「我らひとしくギャルゲヒロイン」がメタ的で革命的なので是非読むべし 知能を獲得したヒロイン

恋愛シュミレーションゲームの中の矛盾に気づいた主人公のお話はたまにあるが,この作品が非常におもしろいのは攻略対象であるヒロイン3人とその友人 (男?) が自我,知能を持ったということである.作中では人工知能と評されているが,制作者が意図していないのであれば,人工は付ける必要がないかもしれない.

そのヒロインたちが知能を持ったことで初めて分かる主人公に対する失望に近い気持ちやクラスメイトの異常さ,突然追加されるキャラクター,歪んだ家族設定などメタ的にネタとして消化されている.

それでいて自分たちの生活が主人公から切り離されるように,当初の内は他の無数にいる攻略対象ヒロインと主人公をくっつけさせエンディングへ導くという行為を意図的にしていたが,途中からは主人公から逃げつつ,他のヒロインが攻略される様子や自分の生活を楽しむみたいな方向にシフトしている.ようするに繰り返されるループや生活に慣れてきたということ.

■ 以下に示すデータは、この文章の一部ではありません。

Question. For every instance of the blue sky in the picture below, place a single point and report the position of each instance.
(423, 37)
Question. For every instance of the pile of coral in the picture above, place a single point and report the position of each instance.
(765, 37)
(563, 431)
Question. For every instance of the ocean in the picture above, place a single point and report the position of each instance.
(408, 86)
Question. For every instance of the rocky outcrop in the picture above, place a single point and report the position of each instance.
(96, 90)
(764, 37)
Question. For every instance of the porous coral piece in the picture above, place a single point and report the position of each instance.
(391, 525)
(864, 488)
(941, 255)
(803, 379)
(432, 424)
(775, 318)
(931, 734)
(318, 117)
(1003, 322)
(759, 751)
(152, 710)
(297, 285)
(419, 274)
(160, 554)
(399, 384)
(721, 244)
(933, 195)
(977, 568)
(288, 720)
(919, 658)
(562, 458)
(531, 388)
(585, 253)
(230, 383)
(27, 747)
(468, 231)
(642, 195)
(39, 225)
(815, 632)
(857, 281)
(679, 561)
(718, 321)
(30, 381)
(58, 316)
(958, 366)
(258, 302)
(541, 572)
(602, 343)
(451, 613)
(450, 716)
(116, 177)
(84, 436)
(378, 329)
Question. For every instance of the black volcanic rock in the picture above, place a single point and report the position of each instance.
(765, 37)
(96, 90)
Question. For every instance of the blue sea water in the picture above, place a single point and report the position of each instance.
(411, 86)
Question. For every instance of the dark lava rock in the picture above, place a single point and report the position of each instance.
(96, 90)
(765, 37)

この作品が,神のみぞ知る世界とは明らかに違うところは,攻略はあくまでも主人公がする物であり,ある種の他人事であるといった価値観がヒロインたちにあることであり,直接的に関わってくる場合でなければあまり彼女たちは動揺しない.その場合というのは例えば自分の家族であったり,自分たち,友人が攻略対象にされるといったことがあげられる.例えば友人の時は,主人公に攻略されるのを何とかして避けようとする (ひどい).

またキャラクターが自我を持っており,作られた世界でありながら現実世界と同等の存在であるために,あらたなヒロインをキャラクター自ら作り出すといったこともできるのである.ただし,バグを引き起こすらしい.つまり,外部の制作者からの働きかけ (ヒロインの追加など) と自我を持ったヒロインたちによる改変といった二つの情報操作サイドが存在するのである.従来は攻略されるだけの存在であった自分たちが受動的でない能動的に動ける存在になったというまさに生物誕生に匹敵する知能が生まれたという進化が作中で起きているのである.

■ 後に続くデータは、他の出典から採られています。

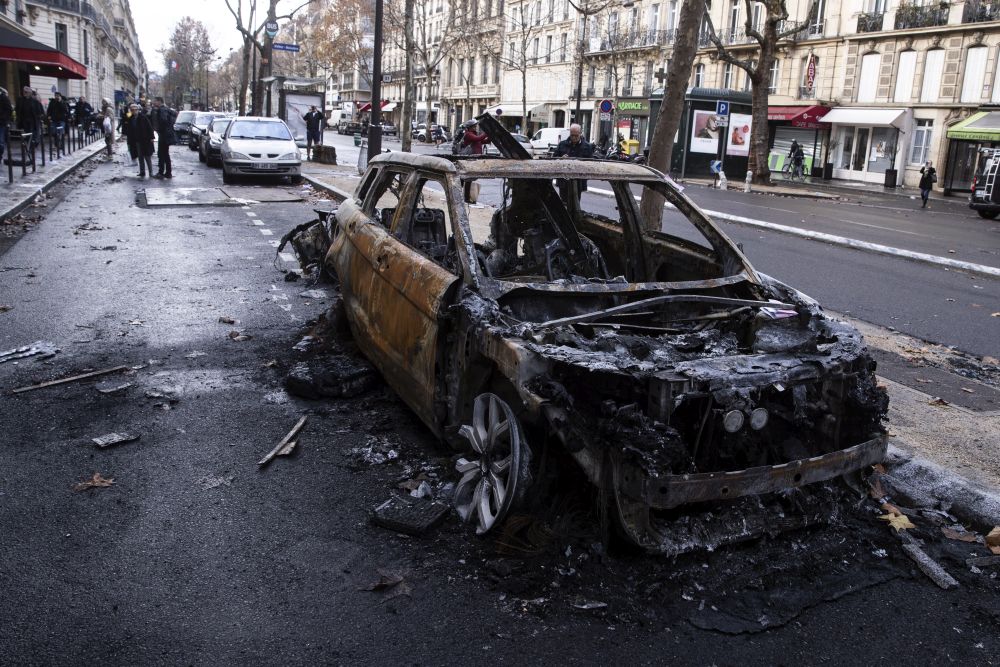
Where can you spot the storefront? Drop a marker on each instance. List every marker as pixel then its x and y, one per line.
pixel 631 120
pixel 801 125
pixel 980 130
pixel 869 145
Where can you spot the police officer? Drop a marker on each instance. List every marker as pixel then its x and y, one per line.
pixel 163 118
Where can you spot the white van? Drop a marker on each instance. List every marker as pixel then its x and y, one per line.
pixel 548 136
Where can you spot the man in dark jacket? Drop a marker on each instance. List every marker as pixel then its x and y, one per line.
pixel 575 146
pixel 140 132
pixel 314 130
pixel 163 118
pixel 58 113
pixel 29 115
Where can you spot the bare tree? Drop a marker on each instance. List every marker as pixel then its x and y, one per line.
pixel 769 28
pixel 251 24
pixel 668 120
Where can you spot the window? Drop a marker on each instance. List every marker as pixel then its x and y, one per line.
pixel 868 81
pixel 921 141
pixel 975 72
pixel 62 38
pixel 931 86
pixel 905 75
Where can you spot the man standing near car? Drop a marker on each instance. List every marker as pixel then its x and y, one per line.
pixel 314 130
pixel 163 118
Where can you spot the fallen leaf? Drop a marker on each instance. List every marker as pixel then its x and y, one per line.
pixel 960 535
pixel 898 521
pixel 993 540
pixel 94 482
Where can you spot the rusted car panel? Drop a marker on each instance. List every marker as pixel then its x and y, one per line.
pixel 671 371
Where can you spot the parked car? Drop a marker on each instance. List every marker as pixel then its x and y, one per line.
pixel 661 363
pixel 210 147
pixel 548 137
pixel 182 125
pixel 257 146
pixel 349 127
pixel 199 124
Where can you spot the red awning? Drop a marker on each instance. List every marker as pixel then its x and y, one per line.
pixel 803 116
pixel 42 60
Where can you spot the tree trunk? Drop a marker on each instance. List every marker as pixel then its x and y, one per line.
pixel 669 119
pixel 406 120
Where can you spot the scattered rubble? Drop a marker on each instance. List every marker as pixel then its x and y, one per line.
pixel 115 439
pixel 42 349
pixel 95 482
pixel 74 378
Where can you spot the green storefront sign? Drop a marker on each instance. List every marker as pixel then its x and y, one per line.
pixel 632 107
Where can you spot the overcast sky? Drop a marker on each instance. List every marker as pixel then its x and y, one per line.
pixel 155 21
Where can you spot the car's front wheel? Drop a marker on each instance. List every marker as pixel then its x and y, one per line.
pixel 495 482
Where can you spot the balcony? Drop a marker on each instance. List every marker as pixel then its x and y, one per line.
pixel 870 22
pixel 980 11
pixel 921 16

そして主人公は作中でも意図的に選択肢に従って行動しており,おそらく現実世界の外部のプレイヤーの操り人形っぽい存在であるが,いわゆる人工無能のようにプログラミングされたとおりにしか動けないというわけではなくて,究極の知能,つまりこの世界が作られた世界であるということを認識できないだけで,現実の人と何ら代わりのない知能を持っている.ようするに決められた会話だけしかできないといったことはない.それは他の疑問を持たない攻略ヒロインも同じである.ただし,条件付きの知能すらも完全なるプログラミングだという可能性は残る.その可能性が真実だとすると,ゲームであるという認識をキャラクターがメタ的に得ること自体がランダム関数により実装された制作者の狙いであった可能性が出てくる.この可能性は作中で無理な改変によりバグが発生しているつまり制作者の意図を超えているという証拠から棄却されるように思えるが,完全なるプログラミングは神でも不可能であるということの示唆かも知れない.そして今この記事を書いている私でさえも神の制作物かも.

ようするに,このような新しい世界を作り出すという作業は神しかできないのだから制作者は直接的あるいは間接的に神であるかもしれないと考えている.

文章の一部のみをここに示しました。